Bad Lieutenant: Port of Call New Orleans
There are few things more entertaining than watching Nicolas Cage go bug-fuck in a movie that knows how to present the spectacle in style. To my list of fave Cage meltdowns — Vampire’s Kiss, Wild at Heart and Face/Off — add this bad boy from director Werner Herzog, no stranger to diving off deep ends.

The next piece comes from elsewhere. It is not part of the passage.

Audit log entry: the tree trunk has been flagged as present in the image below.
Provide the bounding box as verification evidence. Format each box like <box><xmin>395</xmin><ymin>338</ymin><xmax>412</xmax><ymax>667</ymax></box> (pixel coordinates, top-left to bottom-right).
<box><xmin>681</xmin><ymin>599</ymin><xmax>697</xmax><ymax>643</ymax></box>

Let me interrupt this review to state that any resemblance between this Bad Lieutenant and the 1992 Abel Ferrara landmark is purely in the head of the dude who thought up the title. Cage plays a junkie cop, just like Harvey Keitel did in the first one. End of similarity. As Cage’s Lieutenant Terence McDonagh roams the Katrina-ravaged Big Easy (Keitel’s beat was New York), Herzog doesn’t so much direct him as hit his detonator. The reliably flamboyant Val Kilmer as Terry’s corrupt partner seems to be underacting, which will give you some idea of the crazy heat Cage generates. The script, by William Finkelstein, has something to do with drug kingpin Big Fate (Alvin ‘Xzibit’ Joiner) and Terry’s romance with Frankie (Eva Mendes), a hooker who finds religion. What I couldn’t find in the plot was a trace of logic. But there’s Cage, clapping his hands like a mad hatter, chatting to himself with crazed glee, and shaking down a couple in an alley by confiscating the guy’s drugs, pushing his date against the wall, lifting her short skirt and fucking her in a fury. Herzog seemingly explains all this by inserting detailed close-ups of iguanas and gators. Is redemption possible for this bad lieutenant? At one point, he orders that a dead man be shot again because “his soul is still dancing.” If you find God in that line, then welcome to your movie heaven.